Prospect filed for bankruptcy in January, citing a need to restructure amid ongoing financial difficulty.

The Los Angeles-based operator said it would attempt to sell its East Coast portfolio to focus on its comparatively healthier California-based facilities.

However, Prospect has already been trying to sell its Connecticut portfolio, which includes Manchester Memorial, Waterbury and Rockville General hospitals, for years without success. In 2022, it signed a deal to sell the facilities to Yale New Haven for $435 million.

Yale sued to get out of the deal in May, saying Prospect had reneged on sale conditions by leaving the facilities in “dire” financial condition. In June, Prospect countersued in an attempt to hold Yale to the terms.

The litigation remains ongoing, but a spokesperson for Yale New Haven said Prospect’s bankruptcy filing is “proof of disinvestment and mismanagement.”

“As we have been saying for almost 18 months, and detailed in our lawsuit, Prospect has never been in a position to close the transaction on the terms set out in the October 2022 Asset Purchase Agreement,” the spokesperson said.

Prospect did not respond to a request for comment by press time.

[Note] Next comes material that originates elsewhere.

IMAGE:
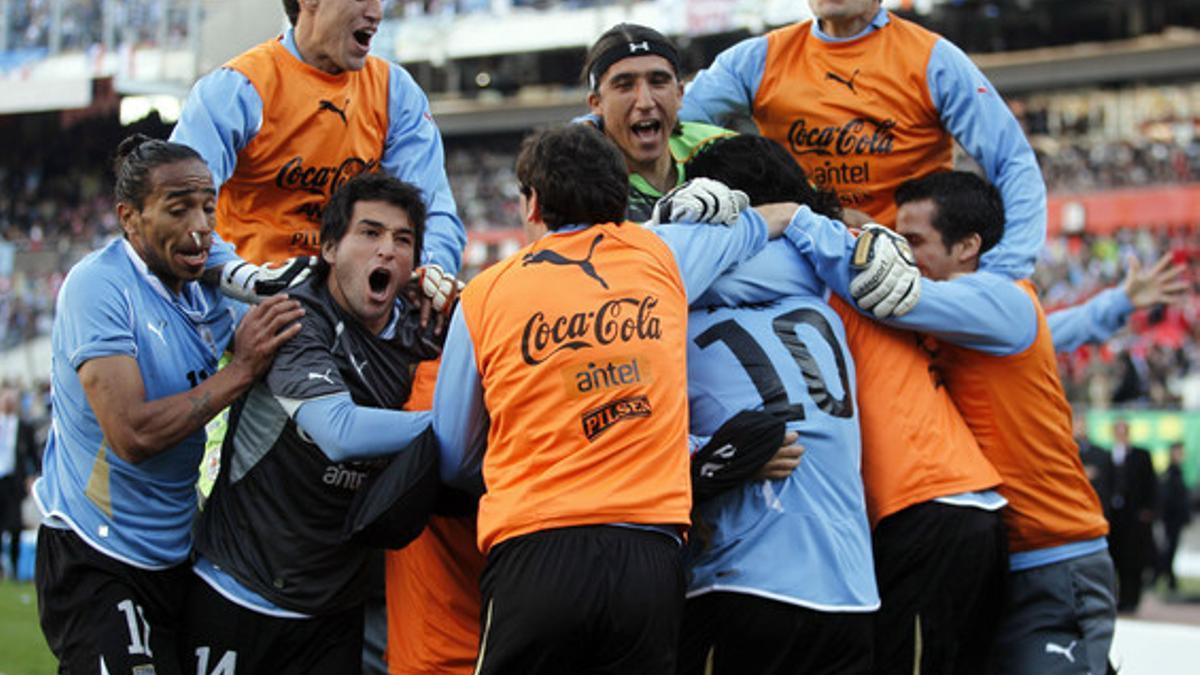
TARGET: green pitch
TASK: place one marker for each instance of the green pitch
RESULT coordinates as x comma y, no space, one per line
23,649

The health system is under pressure from state regulators to sell the hospitals quickly while the facilities continue to rack up operational losses

While Prospect and Yale New Haven argue about who ought to operate the facilities, Connecticut regulators say patients are suffering.

In a February bankruptcy filing, lawyers for the state said the “real victims” of the legal dispute were state residents who did not have a clear path toward receiving healthcare. They said their first priority was keeping the facilities open, and that the state would work with Prospect to find a new operator, Yale or not. 

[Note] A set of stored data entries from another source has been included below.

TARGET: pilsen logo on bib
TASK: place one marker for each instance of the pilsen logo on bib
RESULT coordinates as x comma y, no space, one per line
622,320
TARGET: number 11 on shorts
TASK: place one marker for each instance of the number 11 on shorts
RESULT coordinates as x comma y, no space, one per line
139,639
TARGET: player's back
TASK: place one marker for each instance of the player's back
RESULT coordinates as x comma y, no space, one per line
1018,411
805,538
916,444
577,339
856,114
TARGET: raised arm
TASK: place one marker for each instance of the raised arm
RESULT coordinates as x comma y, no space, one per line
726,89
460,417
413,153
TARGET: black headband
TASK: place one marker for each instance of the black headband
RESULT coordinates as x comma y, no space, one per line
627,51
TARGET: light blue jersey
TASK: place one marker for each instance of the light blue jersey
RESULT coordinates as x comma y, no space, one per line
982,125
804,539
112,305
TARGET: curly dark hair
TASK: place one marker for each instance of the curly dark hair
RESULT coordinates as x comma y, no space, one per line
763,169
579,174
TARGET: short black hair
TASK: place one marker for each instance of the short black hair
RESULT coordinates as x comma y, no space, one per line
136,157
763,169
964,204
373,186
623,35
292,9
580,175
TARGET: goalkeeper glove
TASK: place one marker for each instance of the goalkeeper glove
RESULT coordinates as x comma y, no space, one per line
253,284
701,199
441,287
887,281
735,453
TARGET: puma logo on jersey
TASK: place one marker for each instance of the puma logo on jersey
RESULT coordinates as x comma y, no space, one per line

“It is critical that the Connecticut Hospitals be transitioned to a new operator, one who will ensure that the hospitals are adequately funded and safely run,” the attorneys said. “To be very clear, that operator is not Prospect.”

As Connecticut grapples with the fallout from Prospect’s bankruptcy, lawmakers are advancing a bill that would give regulators more oversight over healthcare transactions involving private equity firms.

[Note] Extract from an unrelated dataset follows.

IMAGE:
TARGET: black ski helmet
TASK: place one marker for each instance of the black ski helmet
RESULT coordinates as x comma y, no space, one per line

Prospect was formerly owned by Leonard Green & Partners. In a scathing Senate report issued earlier this year, federal lawmakers said financial strategies employed by the PE firm, including sale-leaseback transactions, may have contributed to Prospect’s financial decline.

The state’s hospital association has opposed the bill, saying it adds unnecessary layers of review and would delay healthcare transactions.